Джеку слезы обожгли глаза. Он привалился к стене. Здесь не работало то объяснение, которое он использовал в разговоре с Хирамом. Герштейн там был. Он не сломался – и именно за это его отправили в тюрьму.
А то, что произошло с Блайз, было гораздо хуже. Казалось, Герштейн подслушал эту мысль.
– Как только я вышел из тюрьмы, я навестил Блайз. В ноябре пятьдесят третьего. Я уговорил санитаров меня пропустить. Я даже прошел в ее камеру. Я сказал ей, что все будет хорошо. Я сказал ей, что она здорова. Это была неправда. Через три недели она умерла.
– Мне очень жаль, – сказал Джек.
– Жаль! – Казалось, Герштейн пробует это слово на вкус, катая по языку. – Так легко говорится – и так мало меняет. Мы можем «трудиться, чтоб в веках свой оставить след на диких, зыбких времени песках»[5]. Он встретился взглядом с Джеком. – Подул ветер, Джек, и развеял наши следы. – Он устремил на Джека долгий пристальный взгляд, из которого исчезли все эмоции. – Оставь меня в покое, Джек. Я не хочу больше с тобой встречаться.
Дэвид Герштейн повернулся и ушел. Джек медленно сполз по стене. Его тело сотрясалось от ужаса и раскаяния. Ему понадобилось не меньше пяти минут, чтобы взять себя в руки. Когда он выпрямился, у него на рубашке оказались громадные пятна пота.
Делегаты, проходившие по переходу, смотрели на него с жалостью или отвращением, решив, что он пьян. Они ошибались. Он был трезв – абсолютно трезв. Он был так перепуган, что это выжгло из него все следы алкоголя.

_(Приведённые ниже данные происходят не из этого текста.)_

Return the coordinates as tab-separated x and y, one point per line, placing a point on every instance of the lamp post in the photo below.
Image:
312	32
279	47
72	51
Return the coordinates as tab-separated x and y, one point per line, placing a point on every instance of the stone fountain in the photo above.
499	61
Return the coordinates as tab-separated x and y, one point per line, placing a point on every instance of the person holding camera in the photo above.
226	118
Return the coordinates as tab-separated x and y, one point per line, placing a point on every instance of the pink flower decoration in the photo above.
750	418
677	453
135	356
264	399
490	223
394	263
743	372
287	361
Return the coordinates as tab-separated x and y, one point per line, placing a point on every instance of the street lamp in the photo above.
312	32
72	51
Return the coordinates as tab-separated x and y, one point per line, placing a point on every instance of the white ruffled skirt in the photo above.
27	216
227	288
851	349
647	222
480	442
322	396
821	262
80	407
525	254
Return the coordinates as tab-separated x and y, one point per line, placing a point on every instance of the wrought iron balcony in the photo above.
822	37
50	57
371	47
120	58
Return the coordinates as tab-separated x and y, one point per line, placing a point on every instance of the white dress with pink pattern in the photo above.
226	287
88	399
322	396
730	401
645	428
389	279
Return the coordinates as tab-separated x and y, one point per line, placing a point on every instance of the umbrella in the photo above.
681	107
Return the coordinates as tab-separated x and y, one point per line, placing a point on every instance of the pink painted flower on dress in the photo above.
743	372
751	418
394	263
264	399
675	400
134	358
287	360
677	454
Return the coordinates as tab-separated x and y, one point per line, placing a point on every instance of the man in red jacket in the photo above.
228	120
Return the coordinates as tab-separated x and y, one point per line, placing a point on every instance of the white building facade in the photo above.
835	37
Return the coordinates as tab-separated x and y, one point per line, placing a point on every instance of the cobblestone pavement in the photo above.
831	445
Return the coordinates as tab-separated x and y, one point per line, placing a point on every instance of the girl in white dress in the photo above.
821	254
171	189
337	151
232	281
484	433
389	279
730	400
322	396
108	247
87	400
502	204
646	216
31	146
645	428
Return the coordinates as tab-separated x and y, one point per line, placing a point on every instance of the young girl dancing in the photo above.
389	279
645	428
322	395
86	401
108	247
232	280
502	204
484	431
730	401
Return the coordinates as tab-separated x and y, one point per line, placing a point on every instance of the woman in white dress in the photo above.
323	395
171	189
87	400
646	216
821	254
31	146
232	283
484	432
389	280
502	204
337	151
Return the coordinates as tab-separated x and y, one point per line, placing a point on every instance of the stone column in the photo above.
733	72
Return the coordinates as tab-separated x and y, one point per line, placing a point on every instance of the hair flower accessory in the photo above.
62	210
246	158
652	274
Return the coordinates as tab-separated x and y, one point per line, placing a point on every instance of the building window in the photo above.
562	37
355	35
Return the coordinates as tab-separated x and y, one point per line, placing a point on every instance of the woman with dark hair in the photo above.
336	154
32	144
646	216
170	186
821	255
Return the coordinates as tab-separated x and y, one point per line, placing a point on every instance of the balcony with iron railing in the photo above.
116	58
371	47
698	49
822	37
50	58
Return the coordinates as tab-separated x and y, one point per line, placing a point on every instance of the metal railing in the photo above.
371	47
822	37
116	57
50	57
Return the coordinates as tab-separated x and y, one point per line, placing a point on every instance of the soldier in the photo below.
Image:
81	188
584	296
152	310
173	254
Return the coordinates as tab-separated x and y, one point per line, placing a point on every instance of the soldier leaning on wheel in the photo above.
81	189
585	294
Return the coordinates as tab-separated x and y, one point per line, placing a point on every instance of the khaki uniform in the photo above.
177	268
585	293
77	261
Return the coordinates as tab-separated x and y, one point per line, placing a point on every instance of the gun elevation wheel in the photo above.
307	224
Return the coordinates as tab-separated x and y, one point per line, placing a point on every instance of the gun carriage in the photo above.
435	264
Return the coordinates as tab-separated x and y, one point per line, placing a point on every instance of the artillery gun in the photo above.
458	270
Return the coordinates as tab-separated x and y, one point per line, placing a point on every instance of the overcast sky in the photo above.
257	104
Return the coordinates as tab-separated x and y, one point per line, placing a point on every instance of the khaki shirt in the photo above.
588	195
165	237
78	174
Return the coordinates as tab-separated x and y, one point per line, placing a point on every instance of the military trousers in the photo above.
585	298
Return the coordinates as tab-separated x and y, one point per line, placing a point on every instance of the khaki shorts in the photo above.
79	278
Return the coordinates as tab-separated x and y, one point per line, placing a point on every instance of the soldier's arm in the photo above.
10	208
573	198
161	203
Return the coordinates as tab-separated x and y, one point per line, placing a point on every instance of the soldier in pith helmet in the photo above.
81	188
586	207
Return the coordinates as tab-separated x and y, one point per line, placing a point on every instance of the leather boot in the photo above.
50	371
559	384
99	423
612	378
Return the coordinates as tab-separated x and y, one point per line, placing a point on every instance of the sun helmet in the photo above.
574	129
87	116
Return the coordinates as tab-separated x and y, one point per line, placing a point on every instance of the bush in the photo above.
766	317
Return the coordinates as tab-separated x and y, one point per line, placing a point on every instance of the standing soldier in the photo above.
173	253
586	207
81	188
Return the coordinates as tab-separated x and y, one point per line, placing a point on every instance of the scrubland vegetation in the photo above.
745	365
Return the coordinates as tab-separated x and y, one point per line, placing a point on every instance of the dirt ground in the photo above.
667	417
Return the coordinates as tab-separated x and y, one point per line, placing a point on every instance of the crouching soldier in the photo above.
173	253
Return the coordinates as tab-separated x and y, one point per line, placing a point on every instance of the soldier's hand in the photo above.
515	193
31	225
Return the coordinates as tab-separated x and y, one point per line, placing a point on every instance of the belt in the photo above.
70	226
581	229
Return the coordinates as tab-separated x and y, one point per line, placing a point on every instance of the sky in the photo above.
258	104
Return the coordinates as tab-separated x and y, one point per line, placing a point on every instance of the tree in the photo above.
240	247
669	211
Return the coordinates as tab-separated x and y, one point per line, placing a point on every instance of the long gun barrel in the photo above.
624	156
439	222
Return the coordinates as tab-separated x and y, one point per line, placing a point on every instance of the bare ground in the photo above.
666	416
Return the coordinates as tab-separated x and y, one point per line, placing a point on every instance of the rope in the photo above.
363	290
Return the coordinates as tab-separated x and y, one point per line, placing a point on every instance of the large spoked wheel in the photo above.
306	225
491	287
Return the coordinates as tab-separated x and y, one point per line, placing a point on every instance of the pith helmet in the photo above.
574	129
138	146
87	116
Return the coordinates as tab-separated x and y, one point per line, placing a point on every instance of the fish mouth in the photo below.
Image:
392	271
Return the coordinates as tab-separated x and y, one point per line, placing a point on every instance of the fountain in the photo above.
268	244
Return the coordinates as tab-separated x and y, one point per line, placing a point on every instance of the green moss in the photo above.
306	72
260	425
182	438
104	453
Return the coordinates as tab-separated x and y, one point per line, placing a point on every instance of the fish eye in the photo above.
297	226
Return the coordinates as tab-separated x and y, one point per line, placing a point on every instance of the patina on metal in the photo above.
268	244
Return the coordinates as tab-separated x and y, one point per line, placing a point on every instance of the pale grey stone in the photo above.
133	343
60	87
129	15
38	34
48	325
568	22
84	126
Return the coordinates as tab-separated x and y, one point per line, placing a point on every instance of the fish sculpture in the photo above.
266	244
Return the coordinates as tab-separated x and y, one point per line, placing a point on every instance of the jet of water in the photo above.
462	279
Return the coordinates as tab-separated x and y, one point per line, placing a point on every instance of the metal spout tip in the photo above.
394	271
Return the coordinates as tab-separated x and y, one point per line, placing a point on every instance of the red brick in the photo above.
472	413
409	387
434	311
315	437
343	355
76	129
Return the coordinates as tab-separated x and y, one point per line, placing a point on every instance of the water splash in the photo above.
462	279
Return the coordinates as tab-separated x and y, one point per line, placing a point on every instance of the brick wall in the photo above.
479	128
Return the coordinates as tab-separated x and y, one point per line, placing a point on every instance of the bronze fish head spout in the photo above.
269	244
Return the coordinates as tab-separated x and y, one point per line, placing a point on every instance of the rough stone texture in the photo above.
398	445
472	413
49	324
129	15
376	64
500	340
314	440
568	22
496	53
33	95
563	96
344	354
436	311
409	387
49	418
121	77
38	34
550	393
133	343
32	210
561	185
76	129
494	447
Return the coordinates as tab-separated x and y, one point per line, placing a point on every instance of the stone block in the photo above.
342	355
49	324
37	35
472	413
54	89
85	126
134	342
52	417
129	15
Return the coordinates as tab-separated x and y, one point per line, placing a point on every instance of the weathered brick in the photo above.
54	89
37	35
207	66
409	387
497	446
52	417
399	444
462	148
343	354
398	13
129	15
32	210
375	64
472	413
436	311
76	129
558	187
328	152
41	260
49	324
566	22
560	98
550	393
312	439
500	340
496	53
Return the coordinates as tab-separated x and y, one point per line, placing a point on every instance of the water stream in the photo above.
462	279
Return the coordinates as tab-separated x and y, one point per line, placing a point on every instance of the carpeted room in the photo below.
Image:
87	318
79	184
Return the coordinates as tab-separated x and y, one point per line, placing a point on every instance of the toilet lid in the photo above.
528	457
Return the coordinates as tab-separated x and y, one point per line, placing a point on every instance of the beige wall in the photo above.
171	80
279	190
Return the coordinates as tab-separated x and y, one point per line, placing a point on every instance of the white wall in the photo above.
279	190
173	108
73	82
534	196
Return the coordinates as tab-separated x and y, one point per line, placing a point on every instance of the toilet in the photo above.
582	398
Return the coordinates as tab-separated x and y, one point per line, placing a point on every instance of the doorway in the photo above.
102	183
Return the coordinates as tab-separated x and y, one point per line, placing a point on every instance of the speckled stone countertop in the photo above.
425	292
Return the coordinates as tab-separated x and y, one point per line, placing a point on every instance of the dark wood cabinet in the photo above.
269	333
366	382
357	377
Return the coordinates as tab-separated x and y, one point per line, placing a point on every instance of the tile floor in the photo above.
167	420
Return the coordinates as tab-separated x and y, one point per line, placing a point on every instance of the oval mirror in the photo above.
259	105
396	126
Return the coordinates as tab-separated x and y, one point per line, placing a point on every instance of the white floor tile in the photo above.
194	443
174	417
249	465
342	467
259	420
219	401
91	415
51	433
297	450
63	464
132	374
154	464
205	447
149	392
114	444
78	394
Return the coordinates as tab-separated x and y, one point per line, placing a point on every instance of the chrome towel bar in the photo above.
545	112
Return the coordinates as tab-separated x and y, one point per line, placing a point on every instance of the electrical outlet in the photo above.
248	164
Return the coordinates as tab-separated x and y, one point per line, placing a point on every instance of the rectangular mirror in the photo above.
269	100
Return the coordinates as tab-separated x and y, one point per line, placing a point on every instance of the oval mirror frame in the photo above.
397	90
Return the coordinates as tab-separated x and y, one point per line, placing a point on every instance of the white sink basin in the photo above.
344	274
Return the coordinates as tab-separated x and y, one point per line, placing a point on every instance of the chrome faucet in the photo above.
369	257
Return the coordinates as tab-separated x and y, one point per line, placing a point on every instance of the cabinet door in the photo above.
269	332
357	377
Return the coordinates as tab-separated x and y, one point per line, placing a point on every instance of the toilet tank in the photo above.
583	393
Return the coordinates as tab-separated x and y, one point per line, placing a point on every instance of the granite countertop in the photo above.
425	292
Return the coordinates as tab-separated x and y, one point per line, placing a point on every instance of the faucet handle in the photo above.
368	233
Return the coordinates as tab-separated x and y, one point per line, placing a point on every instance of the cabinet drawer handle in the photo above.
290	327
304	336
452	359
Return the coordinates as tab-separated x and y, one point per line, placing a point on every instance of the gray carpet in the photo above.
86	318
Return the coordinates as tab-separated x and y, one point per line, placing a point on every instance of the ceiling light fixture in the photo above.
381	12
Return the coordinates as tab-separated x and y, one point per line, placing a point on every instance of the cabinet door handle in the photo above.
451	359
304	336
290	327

Джек вошел в зал как раз в ту минуту, когда Джим Райт объявил последний подсчет голосов. Результат Хартманна был ниже плинтуса.
19.00
Коридоры отеля были пусты. Большинство присутствовало на главном событии в зале съезда. Спектор вошел в кафетерий с бутылкой виски под мышкой. Он проспал почти весь день, и теперь ему необходимо было поесть. Рестораны «Мариотта» не обсуждались: после драки с Золотым Мальчиком его наверняка искали. Однако он ослабел от голода – и с этим надо было что-то делать.
Он прошел по стойкам со всякими перекусами и сувенирами, выбрав пару шоколадных батончиков, банку кешью и несколько колбасок к пиву. Молодой негр стоял за кассой, устремив взгляд на черно-белый экран маленького телевизора. Спектор вывалил свои покупки на прилавок и достал купюру.
– Сейчас, мистер, – сказал продавец. – После рекламы обещали показать, как у Тахиона взрывается рука. В прямом эфире я это пропустил. Черт, вот ведь была картинка! А вы видели?
– У Тахиона взорвалась рука? О чем ты, к дьяволу?
– Вы что, целый день в бассейне просидели? – продавец изумленно покачал головой. – Какой-то маленький уродец пожал доктору руку – и начисто ее отчекрыжил. Говорят… Минуточку! Вот оно!
Он развернул телевизор так, чтобы Спектору тоже было видно.
Видео показывали в замедлении. Тахион обрабатывал толпу, пожимая руки.
– И кто его? – спросил Спектор.
– Какой-то маленький горбун. Видите: вот он.
Спектор открыл рот. Беззвучно закрыл его. Это оказался тот самый щуплый хам, который летел с ним одним рейсом. Горбун отхватил Тахиону кисть, и кровь брызнула во все стороны. Оператора толкнула рванувшаяся в панике толпа, и на этом видеосъемка закончилось.
– Он еще жив?
Спектор давно мечтал, чтобы Тахион помер, однако внезапно обнаружил, что надеется на лучшее. В конце концов, ведь он собирался сам когда-нибудь убить Тахиона… попозже.
– Пока – да. – Кассир выключил телевизор и выбил Спектору чек. – Наверное, он крепче, чем кажется на первый взгляд. – Он сложил покупки Спектора в пакет и вручил его вместе со сдачей. – Дьяволу руку жать не след, мистер.
Спектор с улыбкой подумал, что этот совет немного запоздал. Отправив сдачу в карман, он направился обратно в номер.
– Эй, Джек!
– Ну, что еще?
– Приказ от Девона.
– Угу, – без всякого энтузиазма откликнулся Джек.
Он прятался от репортеров среди своих сохранивших верность делегатов. Изменники – почти треть от общего числа – отправились совещаться со своими новыми руководителями.
– После перерыва, – сообщил Родригес, – лагерь Джексона потребует приостановить действие правил съезда, чтобы Джесси мог выступить. Нам полагается голосовать «за».